Comment by mschuster91
21 hours ago
Global tarpit is the solution. It makes sense anyway even without taking AI crawlers into account. Back when I had to implement that, I went the semi manual route - parse the access log and any IP address averaging more than X hits a second on /api gets a -j TARPIT with iptables [1].
Not sure how to implement it in the cloud though, never had the need for that there yet.
[1] https://gist.github.com/flaviovs/103a0dbf62c67ff371ff75fc62f...
One such tarpit (Nepenthes) was just recently mentioned on Hacker News: https://web.archive.org/web/20250117030633/https://zadzmo.or...

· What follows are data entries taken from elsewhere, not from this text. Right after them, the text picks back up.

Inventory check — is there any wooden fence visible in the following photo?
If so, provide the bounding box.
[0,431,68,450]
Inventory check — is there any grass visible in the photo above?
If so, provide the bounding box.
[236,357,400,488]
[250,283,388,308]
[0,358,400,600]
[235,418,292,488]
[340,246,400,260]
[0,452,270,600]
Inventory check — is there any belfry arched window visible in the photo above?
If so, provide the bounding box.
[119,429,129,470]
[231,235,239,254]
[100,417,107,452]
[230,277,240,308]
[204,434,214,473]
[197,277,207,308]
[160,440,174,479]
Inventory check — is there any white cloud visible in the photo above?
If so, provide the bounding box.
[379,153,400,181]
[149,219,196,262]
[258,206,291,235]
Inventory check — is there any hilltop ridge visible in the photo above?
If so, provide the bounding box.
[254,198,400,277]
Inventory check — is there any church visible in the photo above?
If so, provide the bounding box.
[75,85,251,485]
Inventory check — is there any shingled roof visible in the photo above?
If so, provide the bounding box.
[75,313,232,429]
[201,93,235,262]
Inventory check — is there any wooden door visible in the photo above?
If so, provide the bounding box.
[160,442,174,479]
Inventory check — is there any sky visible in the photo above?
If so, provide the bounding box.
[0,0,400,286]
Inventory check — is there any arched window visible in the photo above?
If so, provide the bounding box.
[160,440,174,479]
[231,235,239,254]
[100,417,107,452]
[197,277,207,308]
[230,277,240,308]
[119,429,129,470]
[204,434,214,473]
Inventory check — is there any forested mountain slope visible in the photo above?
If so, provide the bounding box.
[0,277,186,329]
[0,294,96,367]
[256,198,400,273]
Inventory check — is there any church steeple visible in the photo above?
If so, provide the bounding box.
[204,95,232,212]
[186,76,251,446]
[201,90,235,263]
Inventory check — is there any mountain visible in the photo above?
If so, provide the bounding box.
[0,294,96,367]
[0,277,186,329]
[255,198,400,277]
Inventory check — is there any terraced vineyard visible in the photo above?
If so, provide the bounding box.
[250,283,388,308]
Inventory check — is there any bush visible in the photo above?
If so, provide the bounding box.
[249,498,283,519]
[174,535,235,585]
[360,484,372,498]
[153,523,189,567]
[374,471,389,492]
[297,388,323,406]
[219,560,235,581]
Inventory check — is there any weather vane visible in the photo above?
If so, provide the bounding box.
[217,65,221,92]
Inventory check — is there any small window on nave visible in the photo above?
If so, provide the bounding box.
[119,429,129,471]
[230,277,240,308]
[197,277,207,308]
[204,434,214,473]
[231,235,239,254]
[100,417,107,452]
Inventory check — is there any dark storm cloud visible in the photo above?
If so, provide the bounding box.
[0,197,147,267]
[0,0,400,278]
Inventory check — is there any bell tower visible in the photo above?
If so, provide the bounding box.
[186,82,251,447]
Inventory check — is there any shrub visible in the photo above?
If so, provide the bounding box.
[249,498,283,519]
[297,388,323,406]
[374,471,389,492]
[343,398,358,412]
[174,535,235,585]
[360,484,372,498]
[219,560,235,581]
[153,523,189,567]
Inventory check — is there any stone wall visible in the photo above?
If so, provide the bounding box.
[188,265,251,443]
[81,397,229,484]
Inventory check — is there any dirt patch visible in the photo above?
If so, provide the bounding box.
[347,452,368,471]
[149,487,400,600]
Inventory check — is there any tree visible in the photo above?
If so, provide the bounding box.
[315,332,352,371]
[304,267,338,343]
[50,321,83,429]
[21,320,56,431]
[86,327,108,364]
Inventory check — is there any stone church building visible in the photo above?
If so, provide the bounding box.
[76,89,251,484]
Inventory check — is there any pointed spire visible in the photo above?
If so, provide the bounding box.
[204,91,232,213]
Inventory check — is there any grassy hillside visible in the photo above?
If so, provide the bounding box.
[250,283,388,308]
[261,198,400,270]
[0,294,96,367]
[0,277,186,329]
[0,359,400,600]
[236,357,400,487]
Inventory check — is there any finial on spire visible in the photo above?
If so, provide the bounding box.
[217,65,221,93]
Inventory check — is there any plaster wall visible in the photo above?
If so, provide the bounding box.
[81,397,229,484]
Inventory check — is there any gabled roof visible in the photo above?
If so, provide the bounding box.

Quixotic[0] (my content obfuscator) includes a tarpit component, but for something like this, I think the main quixotic tool would be better - you run it against your content once, and it generates a pre-obfuscated version of it. It takes a lot less of your resources to serve than dynamically generating the tarpit links and content.
0 - https://marcusb.org/hacks/quixotic.html
How do you know their site is down? You probably just hit their tarpit. :)
i would think public outcry by influencers on social media (such as this thread) is a better deterrent, and also establishes a public datapoint and exhibit for future reference.. as it is hard to scale the tarpit.
This doesn't work with the kind of highly distributed crawling that is the problem now.
Don't we have intellectual property law for this tho?